Natural de Piratini e ex-aluno do Colégio Gonzaga e da UCPel, o advogado Jair Alves Pereira divide com os colegas César Bitencourt e Vânia Bitencourt a tarefa de defender o tenente-coronel do Exército Mauro Cid, ex-ajudante de ordens da presidência da República no governo de Jair Bolsonaro.
O militar foi um dos réus do processo que apura tentativa de golpe de Estado e, pela colaboração premiada, recebeu a pena mais branda entre os integrantes do chamado núcleo principal – dois anos em regime aberto, enquanto outros condenados tiveram sentenças que chegam a 27 anos de prisão.
O advogado afirmou que o resultado foi positivo, principalmente diante do cenário enfrentado pela defesa. “É óbvio que a nossa pretensão era a absolvição, mas, diante de todas as circunstâncias, nos parece que a sentença é extremamente satisfatória”, declara.
A decisão do Supremo Tribunal Federal (STF) também autorizou, na segunda-feira, a retirada da tornozeleira eletrônica de Mauro Cid, marcando o início da fase de execução da pena. Segundo o advogado, a equipe já protocolou pedido para que o período em que o militar permaneceu preso e sob restrições seja reconhecido como cumprimento de pena. “Ele está com restrições desde maio de 2023, tinha que se recolher todos os dias às 18h, não podia sair aos finais de semana nem de Brasília, e estava com monitoramento eletrônico. Nós entendemos que isso também é cumprimento de pena, tem que ser contabilizado”, explica.

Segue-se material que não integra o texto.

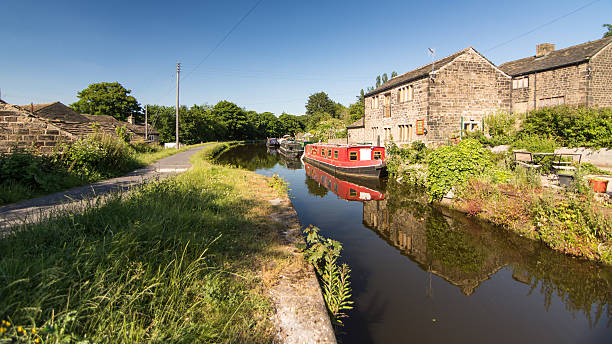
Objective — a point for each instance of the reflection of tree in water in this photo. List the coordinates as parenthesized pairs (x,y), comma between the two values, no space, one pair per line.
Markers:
(466,253)
(452,248)
(250,157)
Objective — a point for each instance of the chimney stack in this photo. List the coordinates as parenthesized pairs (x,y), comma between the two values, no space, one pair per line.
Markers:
(544,49)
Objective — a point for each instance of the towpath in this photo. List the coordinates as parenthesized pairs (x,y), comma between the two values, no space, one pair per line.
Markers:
(34,209)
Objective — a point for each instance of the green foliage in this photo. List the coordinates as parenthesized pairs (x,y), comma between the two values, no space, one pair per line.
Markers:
(574,227)
(96,156)
(452,166)
(108,98)
(609,32)
(571,126)
(323,254)
(535,143)
(164,264)
(123,134)
(320,103)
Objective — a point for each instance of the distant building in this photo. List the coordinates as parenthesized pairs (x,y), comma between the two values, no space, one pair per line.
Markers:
(44,126)
(578,75)
(434,103)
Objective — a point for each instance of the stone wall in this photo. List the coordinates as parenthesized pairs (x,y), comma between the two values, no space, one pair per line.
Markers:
(566,85)
(402,113)
(19,129)
(600,84)
(470,87)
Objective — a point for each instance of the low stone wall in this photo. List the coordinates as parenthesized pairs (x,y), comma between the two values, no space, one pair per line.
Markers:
(600,157)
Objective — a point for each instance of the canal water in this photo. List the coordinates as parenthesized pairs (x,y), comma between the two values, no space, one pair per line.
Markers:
(423,274)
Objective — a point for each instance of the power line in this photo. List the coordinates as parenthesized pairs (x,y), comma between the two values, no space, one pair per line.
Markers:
(224,38)
(541,26)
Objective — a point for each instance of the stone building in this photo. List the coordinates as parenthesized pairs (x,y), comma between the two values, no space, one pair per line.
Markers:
(44,126)
(578,75)
(22,128)
(434,103)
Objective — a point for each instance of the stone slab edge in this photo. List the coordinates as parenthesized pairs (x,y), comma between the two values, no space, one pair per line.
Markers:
(301,315)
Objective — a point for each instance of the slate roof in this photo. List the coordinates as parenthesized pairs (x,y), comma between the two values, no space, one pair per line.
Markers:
(357,124)
(416,73)
(557,58)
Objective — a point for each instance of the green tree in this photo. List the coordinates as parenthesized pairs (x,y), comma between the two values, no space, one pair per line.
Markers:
(609,32)
(291,124)
(235,119)
(108,98)
(320,103)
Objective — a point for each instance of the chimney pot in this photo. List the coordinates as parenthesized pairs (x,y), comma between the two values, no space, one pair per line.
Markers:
(544,49)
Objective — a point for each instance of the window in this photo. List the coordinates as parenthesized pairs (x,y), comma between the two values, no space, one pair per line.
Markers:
(387,110)
(406,93)
(387,134)
(520,83)
(420,127)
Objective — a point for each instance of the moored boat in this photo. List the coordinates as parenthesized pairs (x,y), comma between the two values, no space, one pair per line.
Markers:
(272,142)
(363,161)
(291,149)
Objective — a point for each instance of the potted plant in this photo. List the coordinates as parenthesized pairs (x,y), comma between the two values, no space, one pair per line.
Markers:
(599,185)
(566,179)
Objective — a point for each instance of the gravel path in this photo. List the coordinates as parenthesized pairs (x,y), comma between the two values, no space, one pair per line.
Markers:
(34,209)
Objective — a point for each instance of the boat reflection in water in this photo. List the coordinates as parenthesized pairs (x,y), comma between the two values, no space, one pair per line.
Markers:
(466,254)
(345,188)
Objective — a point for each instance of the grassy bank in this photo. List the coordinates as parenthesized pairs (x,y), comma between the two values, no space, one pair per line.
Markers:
(488,186)
(25,175)
(175,261)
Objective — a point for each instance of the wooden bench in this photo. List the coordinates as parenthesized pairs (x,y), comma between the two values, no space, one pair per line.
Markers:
(566,165)
(525,159)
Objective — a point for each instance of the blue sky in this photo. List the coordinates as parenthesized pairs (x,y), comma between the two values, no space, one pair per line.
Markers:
(279,55)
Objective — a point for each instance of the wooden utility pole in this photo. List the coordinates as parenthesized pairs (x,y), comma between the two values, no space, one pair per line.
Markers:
(178,70)
(146,123)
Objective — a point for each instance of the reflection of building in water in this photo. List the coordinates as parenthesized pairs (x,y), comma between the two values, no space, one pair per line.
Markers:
(428,237)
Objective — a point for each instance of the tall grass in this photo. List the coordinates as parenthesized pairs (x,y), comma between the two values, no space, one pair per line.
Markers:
(176,261)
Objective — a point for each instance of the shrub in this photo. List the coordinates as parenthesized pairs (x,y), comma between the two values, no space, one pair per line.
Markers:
(572,126)
(451,166)
(97,156)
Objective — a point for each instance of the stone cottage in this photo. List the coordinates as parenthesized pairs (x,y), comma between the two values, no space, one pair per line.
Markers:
(433,102)
(578,75)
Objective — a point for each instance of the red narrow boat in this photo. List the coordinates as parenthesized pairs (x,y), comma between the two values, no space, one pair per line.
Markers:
(363,161)
(342,188)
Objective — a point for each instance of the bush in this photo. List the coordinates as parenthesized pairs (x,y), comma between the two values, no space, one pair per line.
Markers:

Sobre o acordo de colaboração premiada, Pereira reconhece que ele teve papel decisivo para o desfecho do caso, mas destacou a postura do cliente. “Ela deu a dinâmica dos fatos, mas é preciso que se diga que o Mauro Cid, em nenhum momento, apontou a responsabilidade criminal de quem quer que seja. Ele relatou os fatos que ele tinha conhecimento”, afirma.
O advogado também comentou o impacto pessoal do processo sobre o militar, que deve se afastar da carreira. “Embora fosse o seu sonho de vida profissional, ele não se sente mais à vontade de ir ao Exército. Inclusive, assim que tiver a ordem de retornar, ele deverá pedir férias e aguardar a decisão quanto ao pedido de reserva”, informa.
Trajetória e vínculo com a região Sul
Com atuação consolidada em tribunais superiores, especialmente em causas de grande repercussão nacional, Pereira descreve o processo como o mais intenso de sua carreira. “Estamos há dois anos e meio com uma batalha diária gigante. Não é um processo que segue um ritmo normal, que a gente peticiona e espera. Se peticiona de manhã, tem uma decisão à tarde. A dinâmica processual é totalmente diferente de qualquer processo”, relata.
Ele também destaca o aprendizado adquirido ao longo da jornada. “Um processo de competência extraordinária, comandado por um ministro que, na minha opinião, é extremamente técnico. Eu não terei outro processo dessa envergadura, com certeza”, garante.
Mesmo com rotina intensa em Brasília, o advogado mantém fortes vínculos com o Sul do Estado. “(O processo) passou pelo interior de Piratini, com certeza. Muitos finais de semana no campo pensando o que eu ia fazer na segunda-feira”, contou. Ele deve retornar ainda hoje para Pelotas.